You are the building's SCATTY TYPIST, and boy are you hungry. You've been in the office for all of five minutes and you've worked up a wicked appetite. You reckon it's about time for your break.
What will you do?

>ST: Allocate some of your gamerscore gained from the achievement.
>ST: Look out window.

Its not really a window, and you aren't really looking out. Its just a brick wall.
>Push the barrels down the stairs, this is a winning intrusive thought

You got it, bud.
>Pause

>Change outfits

You take a look at your closet to see what outfits you can choose from.

Here's the one you got for that achievement.
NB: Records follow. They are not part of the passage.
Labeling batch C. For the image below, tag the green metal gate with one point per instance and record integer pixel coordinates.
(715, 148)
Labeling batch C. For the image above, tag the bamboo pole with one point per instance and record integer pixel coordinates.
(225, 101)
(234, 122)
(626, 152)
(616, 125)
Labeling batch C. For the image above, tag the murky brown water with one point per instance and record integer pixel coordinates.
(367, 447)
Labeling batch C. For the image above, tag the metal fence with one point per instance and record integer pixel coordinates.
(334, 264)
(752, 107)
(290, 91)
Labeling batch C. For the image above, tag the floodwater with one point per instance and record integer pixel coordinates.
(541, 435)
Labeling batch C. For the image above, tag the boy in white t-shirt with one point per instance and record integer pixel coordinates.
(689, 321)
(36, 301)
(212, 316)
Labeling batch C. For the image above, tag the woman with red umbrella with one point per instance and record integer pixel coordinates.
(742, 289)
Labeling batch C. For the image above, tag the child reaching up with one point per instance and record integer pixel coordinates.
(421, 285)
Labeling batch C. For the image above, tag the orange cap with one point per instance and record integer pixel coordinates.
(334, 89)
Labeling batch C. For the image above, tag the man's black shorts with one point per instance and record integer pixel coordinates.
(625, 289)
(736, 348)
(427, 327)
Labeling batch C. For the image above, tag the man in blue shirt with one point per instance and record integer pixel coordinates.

May as well stick with this one for a while.
>ST: Allocate some of your gamerscore gained from the achievement.

As an extra reward, you decide to spend 50 GAMERCRED POINTS on the CAT EGG DISPENSER.

Inside the egg is a CHEAT CODE CIPHER. You can now enter cheat codes.
>Unpause.

You return to the present moment to the unmistakable sound of a large wooden barrel colliding into a metal gate.

> ST: Enter cheat code, up up down down left right left right B A start.
> BD: Remove cloth from covered painting.

> Replace SKINNING KNIFE with DIRK. The DIRK is shining after all. It beckons. At least as a light source.
"eat a big piece of bread, but dont say big words"
> Investigate the gate, perhaps the barrel made it open
> Worry about bloodborne diseases
> Pick up the skull and knife so you don't lose them before the next bout of wacky hijinks
> Enter a cheatcode
>pick up knife if this command has already been done then
>turn on the tap of the barrel cup your hands and have a small drink stay hydrated!!!